Is Happiness the Right Goal?
Then there’s the whole question of whether you should be going after happiness to begin with. Yes, it’s part of the constitution in the United States, that one of our “unalienable rights” is the pursuit of happiness.
But this pursuit has some problems. One issue is that too often, people are looking for something external to make them happy. You might feel like a big change – a new job, a new romantic partner, a new hairdo, a new outfit, a new look from losing weight – would automatically change everything. Unfortunately, it doesn’t work that way.
When you get whatever it is that you’re chasing, it becomes part of your “new normal.” When it’s no longer a bright and shiny object, it doesn’t make you as happy anymore. You just expect it as part of your life and need something new to make you happy. You could even find yourself on an endless quest, constantly going after something new.
Another problem is that focusing only on happiness can lead to an obsession with avoiding sadness and pain. As Hugh Mackay, an Australian social researcher, states:
It's a really odd thing that we're now seeing people saying, "Write down three things that made you happy today before you go to sleep," and "Cheer up" and "Happiness is our birthright," and so on. We're kind of teaching our kids that happiness is the default position -- it's rubbish. Wholeness is what we ought to be striving for and part of that is sadness, disappointment, frustration, failure; all of those things which make us who we are. Happiness and victory and fulfillment are nice little things that also happen to us, but they don't teach us much….
Of course you want to be happy some of the time, but it will never be your default emotion. Everyone has ups and downs, and expecting otherwise will set you up for disappointment.
What to Focus on Instead
Does this mean there’s no way to get more happiness into your life?
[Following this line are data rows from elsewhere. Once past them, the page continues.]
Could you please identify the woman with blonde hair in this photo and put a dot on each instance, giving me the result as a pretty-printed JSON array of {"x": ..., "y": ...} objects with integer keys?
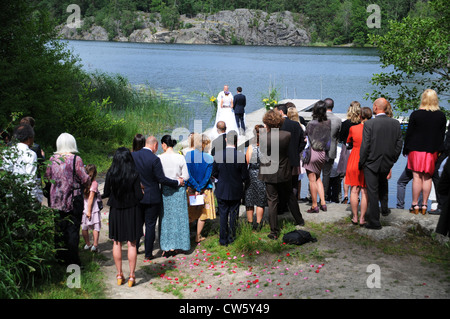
[
  {"x": 424, "y": 140},
  {"x": 67, "y": 169},
  {"x": 353, "y": 118},
  {"x": 297, "y": 185},
  {"x": 255, "y": 194},
  {"x": 199, "y": 164}
]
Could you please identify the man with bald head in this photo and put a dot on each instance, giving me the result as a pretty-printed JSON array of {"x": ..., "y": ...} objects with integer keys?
[
  {"x": 150, "y": 170},
  {"x": 380, "y": 148}
]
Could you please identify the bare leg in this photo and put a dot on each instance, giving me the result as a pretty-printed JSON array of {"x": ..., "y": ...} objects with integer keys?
[
  {"x": 354, "y": 202},
  {"x": 85, "y": 234},
  {"x": 313, "y": 188},
  {"x": 364, "y": 204},
  {"x": 320, "y": 190},
  {"x": 259, "y": 214},
  {"x": 250, "y": 211},
  {"x": 416, "y": 187},
  {"x": 117, "y": 255},
  {"x": 426, "y": 187},
  {"x": 95, "y": 234},
  {"x": 200, "y": 225},
  {"x": 132, "y": 257}
]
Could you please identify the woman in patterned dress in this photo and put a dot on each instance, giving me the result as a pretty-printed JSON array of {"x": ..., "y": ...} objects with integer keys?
[
  {"x": 175, "y": 220},
  {"x": 199, "y": 164},
  {"x": 255, "y": 194}
]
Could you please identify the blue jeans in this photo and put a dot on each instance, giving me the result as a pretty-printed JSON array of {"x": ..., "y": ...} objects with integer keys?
[
  {"x": 228, "y": 211},
  {"x": 151, "y": 213}
]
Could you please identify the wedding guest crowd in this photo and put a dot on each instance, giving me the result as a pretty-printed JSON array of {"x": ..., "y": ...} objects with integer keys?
[{"x": 179, "y": 190}]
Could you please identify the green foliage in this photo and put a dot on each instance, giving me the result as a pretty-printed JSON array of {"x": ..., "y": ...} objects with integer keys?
[
  {"x": 418, "y": 52},
  {"x": 329, "y": 21},
  {"x": 169, "y": 16},
  {"x": 26, "y": 235}
]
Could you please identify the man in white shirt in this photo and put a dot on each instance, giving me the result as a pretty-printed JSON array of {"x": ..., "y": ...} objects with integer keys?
[
  {"x": 21, "y": 160},
  {"x": 221, "y": 95}
]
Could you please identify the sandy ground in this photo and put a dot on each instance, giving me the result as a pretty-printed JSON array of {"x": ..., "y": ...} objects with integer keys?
[{"x": 346, "y": 270}]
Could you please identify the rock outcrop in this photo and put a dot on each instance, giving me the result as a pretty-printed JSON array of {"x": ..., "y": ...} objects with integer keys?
[{"x": 241, "y": 26}]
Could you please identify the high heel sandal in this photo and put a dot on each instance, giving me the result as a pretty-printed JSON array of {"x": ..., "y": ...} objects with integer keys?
[
  {"x": 313, "y": 210},
  {"x": 131, "y": 281},
  {"x": 119, "y": 278},
  {"x": 414, "y": 209},
  {"x": 424, "y": 210}
]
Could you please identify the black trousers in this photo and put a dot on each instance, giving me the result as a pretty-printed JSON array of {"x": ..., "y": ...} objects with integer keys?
[
  {"x": 151, "y": 214},
  {"x": 67, "y": 237},
  {"x": 240, "y": 120},
  {"x": 278, "y": 193},
  {"x": 228, "y": 214},
  {"x": 377, "y": 191}
]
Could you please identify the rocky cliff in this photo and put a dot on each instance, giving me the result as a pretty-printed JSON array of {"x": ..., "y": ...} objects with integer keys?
[{"x": 241, "y": 26}]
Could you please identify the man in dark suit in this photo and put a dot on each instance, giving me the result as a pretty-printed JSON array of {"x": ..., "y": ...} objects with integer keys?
[
  {"x": 151, "y": 173},
  {"x": 276, "y": 170},
  {"x": 296, "y": 145},
  {"x": 335, "y": 130},
  {"x": 380, "y": 148},
  {"x": 239, "y": 102},
  {"x": 231, "y": 173},
  {"x": 218, "y": 144}
]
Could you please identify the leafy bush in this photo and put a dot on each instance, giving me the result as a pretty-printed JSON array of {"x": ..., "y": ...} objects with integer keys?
[{"x": 26, "y": 236}]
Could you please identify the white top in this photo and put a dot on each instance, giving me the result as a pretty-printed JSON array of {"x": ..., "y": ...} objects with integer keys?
[
  {"x": 227, "y": 101},
  {"x": 174, "y": 165},
  {"x": 23, "y": 161}
]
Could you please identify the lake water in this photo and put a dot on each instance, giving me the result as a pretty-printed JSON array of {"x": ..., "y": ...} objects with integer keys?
[{"x": 182, "y": 71}]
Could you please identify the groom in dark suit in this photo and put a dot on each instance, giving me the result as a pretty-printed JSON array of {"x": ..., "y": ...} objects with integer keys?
[
  {"x": 151, "y": 173},
  {"x": 239, "y": 102},
  {"x": 230, "y": 171},
  {"x": 380, "y": 148},
  {"x": 276, "y": 171},
  {"x": 296, "y": 145}
]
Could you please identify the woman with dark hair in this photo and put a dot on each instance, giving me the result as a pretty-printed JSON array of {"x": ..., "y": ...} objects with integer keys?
[
  {"x": 318, "y": 132},
  {"x": 175, "y": 219},
  {"x": 255, "y": 194},
  {"x": 354, "y": 176},
  {"x": 138, "y": 142},
  {"x": 123, "y": 187}
]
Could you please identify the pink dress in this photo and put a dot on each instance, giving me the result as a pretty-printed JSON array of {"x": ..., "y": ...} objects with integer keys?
[
  {"x": 422, "y": 162},
  {"x": 95, "y": 222},
  {"x": 354, "y": 176}
]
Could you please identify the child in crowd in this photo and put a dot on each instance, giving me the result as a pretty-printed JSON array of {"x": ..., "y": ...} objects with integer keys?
[{"x": 91, "y": 219}]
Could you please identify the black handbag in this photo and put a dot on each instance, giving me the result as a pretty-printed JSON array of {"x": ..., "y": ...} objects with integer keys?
[
  {"x": 298, "y": 237},
  {"x": 305, "y": 156}
]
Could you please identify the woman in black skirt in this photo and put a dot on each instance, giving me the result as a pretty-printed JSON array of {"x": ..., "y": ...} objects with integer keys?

Not quite.
According to cognitive psychologist Rick Hanson, “the simple secret to boosting our happiness levels is to maximize life's everyday simple pleasures and small joys, which we can do by lingering on positive moments and finding small ways to build more joy into our lives.”
In other words, to practice mindfulness.
If you notice the little things that you enjoy and make this a focus of your everyday life, you don’t need to go off on a grand quest for something that you think will make you happy, whether it’s losing weight or buying something new. You’ll always have ways to find joy.
When you let go of this idea of “pursuing” happiness, you can also view life’s inevitable challenges in a different way. They’re not derailing you from your goal. Rather, they’re part of how you learn about life and what truly matters to you.
The Coming Year
With all that in mind, what will you focus on for the coming year? Or will you avoid any kind of resolutions or goals? I’d love to hear about it.
Personally, I’m going to think about if I’ve been looking for happiness in the wrong places, or if I’ve been setting myself up for disappointment by having false expectations of certain goals. And I’ll continue to look for contentment and pleasure in small things, such as my playful cats, the company of friends, and the beauty of the natural world.
I hope you, too, can find some of these small moments of joy and peace in the new year.